(Charlotte, NC – July 24, 2018)
In our last newsletter series, we covered five key practices PE firms have employed to maximize portfolio company values and equity returns. While these tactics remain effective, shifts in the broader market have forced PE investors to reconsider and develop more creative strategies. This week, we address one way PE firms have adapted their strategy in response: buy and build.
There are many macroeconomic trends currently impacting M&A: low interest rates, low cost of capital, high leverage levels, and high multiples (1).
Average PE Deal Multiples and Leverage
Note: US PE middle-market EBITDA multiples; Source: PitchBook Data
The combination of the above factors has generated increased competition for good deals. Both PE and Corporate acquirers have access to cash and attractive financing, with PE sitting on record levels of cash. Historical returns have also drawn new entrants to the PE market, with the number of firms at an all-time high as well. But, PE faces significant pressure from investors to deliver returns. While PE deal volume is up, PE deal count is down (1). The challenge in the years ahead for PE will be to find new ways to generate growth and underwrite value (2).
Dry Powder and # of PE Firms Both at Record Highs (2)
With increased frequency PE is adopting a buy-and-build strategy to create value in it its platform companies. This strategy is displacing PE’s historical playbook of pure financial engineering. 30% of PE-backed companies now undertake at least one add-on acquisition, compared to less than 20% in the early 2000’s (3). Buy and build deals generate an average internal rate of return of 31.6% from entry to exit, compared with 23.1% for standalone deals (4). If done right, the acquired company is leveraged as a platform for further, add-on acquisitions, and two potential routes for value creation emerge: reaping synergies between platform and add-ons, and creating a larger and more attractive company that may be valued at higher earnings multiples than the individual acquisitions (4). Besides multiple expansion obtained by increasing a platform acquisition’s scale, add-ons are usually smaller businesses that fetch cheaper valuations and help blend down the multiples paid for the original platform (3).
Half of Global PE Deals are Now Add-Ons (3)
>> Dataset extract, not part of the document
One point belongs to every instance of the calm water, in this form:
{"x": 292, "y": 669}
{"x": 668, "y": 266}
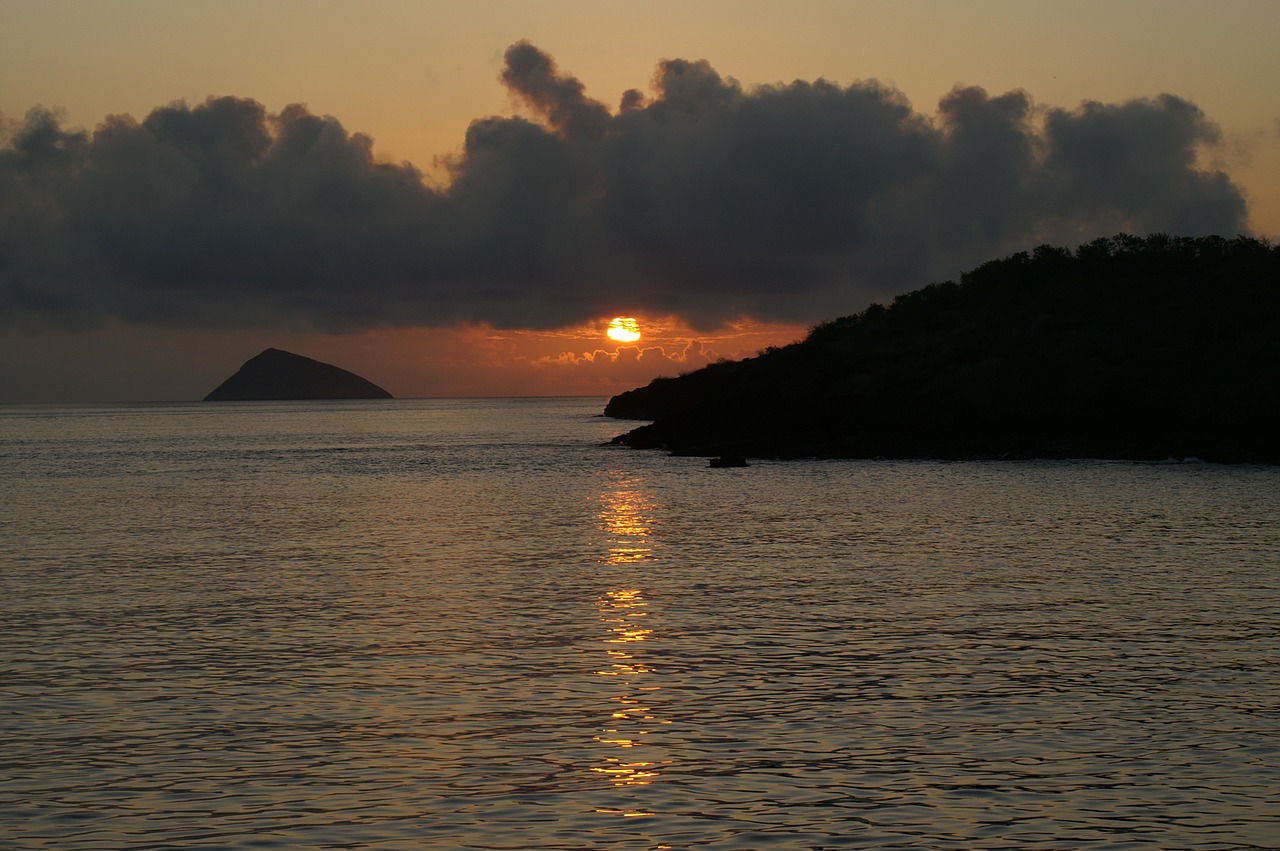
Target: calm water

To be successful at a buy-and-build strategy – acting as strategic acquirers and beating corporate buyers at their own game – PE must be even more focused and selective while performing due diligence for companies they intend to leverage as platforms. A PE should dedicate more time to developing a list of future potential add-ons during initial due diligence and planning. On the back-end, PE firms can extract more value from the sale of a platform investment if there is already a vetted pipeline of add-on targets in place for a new owner to pursue. PE firms should work in close collaboration with the platform’s senior management, external bankers and consultants to identify and approach priority targets.